Hardcore

Jahreswechsel… Zu diesem Anlass mal etwas ernstere Worte. Doch keine Angst, ich werde weder besinnlich noch belehrend oder politisch. Nur etwas nachdenklich. Es geht um grundlegende menschliche Eigenschaften…

Hardcore

Guter Titel, nicht wahr? Springt richtig ins Auge, wie Posh Beckhams magerer Hintern. Doch ich muss Sie enttäuschen, es geht nicht um das, was manche Damen und Herren miteinander treiben, so professionell, dass es am Ende weder für sie noch für die Zuschauer ein Vergnügen bereitet. Nein, das Wort habe ich in einer Mountainbike-Zeitschrift aufgeschnappt, in der ein Leser stolz berichtete, er hätte mit einigen Freunden die Alpen überquert, auf Mountainbikes ohne Federung. Das sei Hardcore, seiner Meinung nach.
Bravo! Da kann ich nur ausrufen: welcher Heldentum! Man stelle sich vor: über Berg und Tal zu strampeln, auf einem puritanisch schlichten Rad, mit mindestens 21 Gängen, Gel-Sattel, erstklassigen japanischen Edelstahl- und Carbon-Teilen und fünf Zentimeter dicken, garantiert pannensicheren Reifen! Nur die Federung fehlt, die der Schreiber als zu komfortabel empfindet und aus Prinzip ablehnt.

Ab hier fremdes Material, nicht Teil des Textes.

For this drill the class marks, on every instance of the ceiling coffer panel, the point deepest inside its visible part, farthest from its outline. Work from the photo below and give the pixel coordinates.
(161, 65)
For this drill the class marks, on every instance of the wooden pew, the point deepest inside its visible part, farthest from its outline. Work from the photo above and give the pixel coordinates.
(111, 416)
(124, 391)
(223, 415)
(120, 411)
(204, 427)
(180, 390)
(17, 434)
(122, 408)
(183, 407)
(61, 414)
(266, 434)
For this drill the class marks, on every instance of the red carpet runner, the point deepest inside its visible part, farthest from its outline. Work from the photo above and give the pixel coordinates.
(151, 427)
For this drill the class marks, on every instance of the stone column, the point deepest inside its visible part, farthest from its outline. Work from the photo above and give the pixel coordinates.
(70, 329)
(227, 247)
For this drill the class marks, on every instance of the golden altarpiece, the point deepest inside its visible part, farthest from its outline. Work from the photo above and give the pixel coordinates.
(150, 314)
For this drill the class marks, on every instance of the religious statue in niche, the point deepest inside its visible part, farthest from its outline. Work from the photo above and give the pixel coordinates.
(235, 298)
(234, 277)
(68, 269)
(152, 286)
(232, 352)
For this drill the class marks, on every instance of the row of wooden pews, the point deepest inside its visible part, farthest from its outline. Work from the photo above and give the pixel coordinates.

Ich möchte nicht prahlen, aber in meiner Jugend fuhr ich mal an einem Vormittag an die hundert Kilometer zum Plattensee mit dem Rad. Unterwegs musste ich ein Mittelgebirge überqueren. Das alte Rad war ohne Gangschaltung, den Sattel stopfte ich mit einer Mütze aus. Alle paar Kilometer pumpte ich die Reifen auf und zog irgendwelche Schrauben nach. Wie gern hätte ich ein Rad mit funktionierenden Teilen und wenigstens einer Dreigangschaltung gehabt! Das war Hardcore, wenn man mich fragt.

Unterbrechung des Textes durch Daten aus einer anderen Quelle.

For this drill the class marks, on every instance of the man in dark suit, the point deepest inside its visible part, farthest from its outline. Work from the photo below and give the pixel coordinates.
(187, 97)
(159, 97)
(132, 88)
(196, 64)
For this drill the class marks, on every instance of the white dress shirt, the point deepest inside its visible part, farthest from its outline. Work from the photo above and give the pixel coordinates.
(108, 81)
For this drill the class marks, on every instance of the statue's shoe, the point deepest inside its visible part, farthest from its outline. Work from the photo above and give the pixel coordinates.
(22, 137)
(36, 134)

Aber das ist nicht so wichtig. Interessant finde ich, dass offenbar eine ganze Menge Menschen den Fortschritt – und nicht nur den – ab einem willkürlich gewählten Zeitpunkt an, aus prinzipiellen oder moralischen Gründen ablehnen. Telefon ja, Handy nein; Auto ja, Servolenkung nein; Dynamit ja, Atombombe nein. Faszinierend, diese Selbstgerechtigkeit. Da fallen mir die Amish People ein, die irgendwann beschlossen haben, dass der Fortschritt um das Jahr 1650 aufzuhören hat, ab da ist alles Teufelswerk. Pferdekutsche gut, Auto schlecht; Aderlass gut, Bluttransfusion schlecht. Sie sind auch besonders gottesfürchtig, was an sich nichts Negatives ist, nur, sie sollten sich vielleicht fragen, wieso der Allmächtige, als er Adam und Eva erschuf, sie nicht gleich mit Pferdekutsche und stählernem Werkzeug versorgte? Vielleicht sind diese Sachen auch schon frevelhaft, weil nicht Gottes Werk, sondern Erfindung des Menschen? Und warum gerade das Jahr 1650? Warum nicht, sagen wir, 1825, als die ersten Dampfschiffe fuhren, oder vor dreitausend Jahren, als man die ersten eisernen Waffen schmiedete? Wann und wo beginnt das Teufelswerk, und wer ist dazu berufen, das festzustellen?
Sie sehen, ich habe ein Problem. Nicht mit dem Wort Hardcore, auch nicht mit den Amish People oder gar dem Mountainbike. Sondern ganz allgemein mit Leuten, die überheblich und selbstgerecht glauben, zu wissen, ab wann das menschliche Gehirn aufhören sollte, zu denken und sich und die Welt zu ändern – und glauben, dass ausgerechnet sie dazu erkoren sind, die Regeln aufzustellen. Suspekt ist mir nicht die Pflege der Tradition, auch nicht der fehlende Glaube an den Fortschritt, sondern die Bereitschaft vieler, Engstirnigkeit und Intoleranz nicht nur als Positivum zu betrachten, sondern sogar zur Weltanschauung zu erklären.
So entstehen Dogmen, Sekten und Diktaturen.